Por: Manuela Restrepo (@manurs13)
Es cierto que nuestra democracia está basada en principios liberales que reconocen al hombre como un ser capaz de elegir y ser elegido. Es cierto que dichos principios deben dar la opción al ciudadano de manifestar su inconformidad frente al sistema político y a los partidos que lo dominan, y es absolutamente válido el llamado a la libertad de expresión de aquellos que de manera tan férrea han categorizado el voto obligatorio como la máxima expresión del totalitarismo.
Sin embargo el abstencionismo, por lo menos en Colombia, no es una cuestión únicamente de protesta consciente contra nuestra realidad política. Y hago énfasis en la palabra consciente porque al fin de cuentas, el desinterés y la desidia de más del 50% de la población apta para votar son, sin lugar a dudas, una deslegitimación del sistema actual, resultado de una historia política llena de corrupción, mentiras y sangre. Sin embargo, parte de dicha población abstencionista está también cómoda en su posición de que «aquí nadie sirve» y que «todos los políticos son unos corruptos», no haciendo ni siquiera la tarea de analizar los candidatos o de informarse de las propuestas a la hora de decidir sobre votar o no, convirtiéndose su inasistencia a las urnas más en un resultado de la pereza de cumplir su deber como ciudadano, que en una protesta frentera a un sistema que no funciona.

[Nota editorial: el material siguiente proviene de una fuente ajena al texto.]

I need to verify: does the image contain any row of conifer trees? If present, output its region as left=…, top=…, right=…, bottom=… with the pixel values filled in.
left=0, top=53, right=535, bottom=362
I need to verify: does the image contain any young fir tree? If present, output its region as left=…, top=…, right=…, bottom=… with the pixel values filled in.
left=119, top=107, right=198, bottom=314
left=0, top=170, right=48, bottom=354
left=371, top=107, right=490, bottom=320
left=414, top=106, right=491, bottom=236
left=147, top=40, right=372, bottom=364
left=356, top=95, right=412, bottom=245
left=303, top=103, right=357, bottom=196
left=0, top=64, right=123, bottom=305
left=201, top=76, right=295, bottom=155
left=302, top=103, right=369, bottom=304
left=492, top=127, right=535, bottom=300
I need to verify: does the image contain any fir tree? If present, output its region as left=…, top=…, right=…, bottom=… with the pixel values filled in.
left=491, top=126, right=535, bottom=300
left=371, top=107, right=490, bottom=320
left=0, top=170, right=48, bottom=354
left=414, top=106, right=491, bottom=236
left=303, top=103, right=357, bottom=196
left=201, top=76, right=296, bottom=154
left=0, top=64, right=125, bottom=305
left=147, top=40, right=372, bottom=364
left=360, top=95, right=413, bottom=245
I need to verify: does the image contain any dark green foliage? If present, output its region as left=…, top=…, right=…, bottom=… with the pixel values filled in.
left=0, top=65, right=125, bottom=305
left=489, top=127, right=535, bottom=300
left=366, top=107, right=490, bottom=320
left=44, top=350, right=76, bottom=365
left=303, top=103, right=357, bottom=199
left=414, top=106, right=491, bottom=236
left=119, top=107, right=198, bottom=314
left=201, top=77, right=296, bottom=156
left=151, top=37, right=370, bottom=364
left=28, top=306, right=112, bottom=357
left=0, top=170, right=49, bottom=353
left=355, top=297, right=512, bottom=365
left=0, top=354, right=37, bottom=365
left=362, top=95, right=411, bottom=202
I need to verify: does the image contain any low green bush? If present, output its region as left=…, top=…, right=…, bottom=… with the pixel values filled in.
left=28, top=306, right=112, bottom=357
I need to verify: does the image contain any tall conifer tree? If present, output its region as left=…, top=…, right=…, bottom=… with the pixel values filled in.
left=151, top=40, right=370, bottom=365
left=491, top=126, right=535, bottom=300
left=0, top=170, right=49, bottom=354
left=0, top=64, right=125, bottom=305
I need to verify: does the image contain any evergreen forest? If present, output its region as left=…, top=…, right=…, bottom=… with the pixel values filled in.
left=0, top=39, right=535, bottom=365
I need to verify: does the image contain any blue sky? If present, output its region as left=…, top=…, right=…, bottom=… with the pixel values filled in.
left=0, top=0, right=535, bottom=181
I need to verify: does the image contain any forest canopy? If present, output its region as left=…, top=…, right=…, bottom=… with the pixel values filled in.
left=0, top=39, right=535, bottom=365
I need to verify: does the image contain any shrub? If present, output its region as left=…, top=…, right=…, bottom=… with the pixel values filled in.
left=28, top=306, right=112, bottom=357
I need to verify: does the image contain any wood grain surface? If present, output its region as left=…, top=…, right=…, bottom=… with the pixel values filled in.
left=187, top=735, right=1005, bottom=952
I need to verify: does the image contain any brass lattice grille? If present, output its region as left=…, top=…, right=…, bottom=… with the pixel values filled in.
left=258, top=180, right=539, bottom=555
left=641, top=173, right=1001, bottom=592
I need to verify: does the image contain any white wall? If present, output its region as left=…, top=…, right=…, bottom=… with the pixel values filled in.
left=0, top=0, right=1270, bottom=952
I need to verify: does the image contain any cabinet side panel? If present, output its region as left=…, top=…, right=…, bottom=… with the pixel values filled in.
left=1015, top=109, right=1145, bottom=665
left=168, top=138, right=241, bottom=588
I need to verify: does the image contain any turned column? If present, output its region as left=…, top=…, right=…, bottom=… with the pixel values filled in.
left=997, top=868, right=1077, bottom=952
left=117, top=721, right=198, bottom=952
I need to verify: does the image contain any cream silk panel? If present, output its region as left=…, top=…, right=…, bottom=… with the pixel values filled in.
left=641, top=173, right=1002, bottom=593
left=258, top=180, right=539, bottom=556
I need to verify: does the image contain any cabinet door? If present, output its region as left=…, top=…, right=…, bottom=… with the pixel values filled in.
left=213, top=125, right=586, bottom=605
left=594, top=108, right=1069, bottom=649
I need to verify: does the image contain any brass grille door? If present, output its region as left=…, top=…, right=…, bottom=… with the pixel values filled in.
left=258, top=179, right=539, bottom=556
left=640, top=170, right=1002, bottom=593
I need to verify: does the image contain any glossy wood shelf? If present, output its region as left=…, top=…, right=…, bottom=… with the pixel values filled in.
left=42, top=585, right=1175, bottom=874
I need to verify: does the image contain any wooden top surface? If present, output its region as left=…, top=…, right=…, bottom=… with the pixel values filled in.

El derecho de vivir en una democracia participativa debe también imponernos deberes como ciudadanos, y el principal y más importante tiene que ser el voto. De nada sirve exigir la protección de los derechos fundamentales, ni la seguridad jurídica, ni el desarrollo, ni el progreso social, si como ciudadanos no somos capaces de comprometernos con una de nuestras pocas interacciones con la política, si el desinterés (que bien justificado está) y el desconocimiento de esta como parte de nuestra realidad nos llevan a sentarnos en la cómoda posición de la crítica, sin hacer uso de las herramientas que la democracia nos entrega para procurar un verdadero cambio. El voto debe ser, sin duda, una obligatoriedad para el ciudadano en edad y condiciones de ejercerlo. Ni siquiera únicamente pedagógico, debe ser, así como el pago de impuestos o la educación, nuestro compromiso constante con el desarrollo del Estado.
El voto obligatorio, contrario a lo que piensan sus opositores, no viola la libertad individual de elegir: el voto en blanco, no marcar el tarjetón o anular el voto siguen siendo opciones democráticas que pueden convertirse en herramientas reales de protesta contra un montón de candidatos o partidos políticos carentes de legitimidad. Si todos los que hoy no votan, votaran en blanco, se activarían los mecanismos que consagran la constitución y la ley para la renovación de listas o candidatos y así de la política.
La democracia necesita de verdadero compromiso por parte de la ciudadanía, y así como le exigimos al Estado cumplir con sus deberes, es legítimo que él nos exija también los nuestros. No creo en un voto obligatorio sólo por pedagogía, la pedagogía debe ser constante en la importancia de sufragar y en cómo prepararnos para esto. Creo en un voto obligatorio permanente para las elecciones de cuerpos colegiados o de unipersonales, porque es nuestra manera de realmente ser dueños de ese bien público que es la democracia participativa, sin embargo y hago la claridad, el voto no puede ser obligatorio para los demás mecanismos de participación, donde la abstención sí se convierte de manera directa en un rechazo a la propuesta consultada.
Nuestro Estado está y debe estar basado en la libertad, pero nosotros debemos, de manera responsable, cumplir con los únicos deberes que este nos impone. Lo dijo Aristóteles de manera muy sabia hablando de abstencionismo: «cómoda indiferencia de los pueblos que se contentan con que le den los problemas resueltos».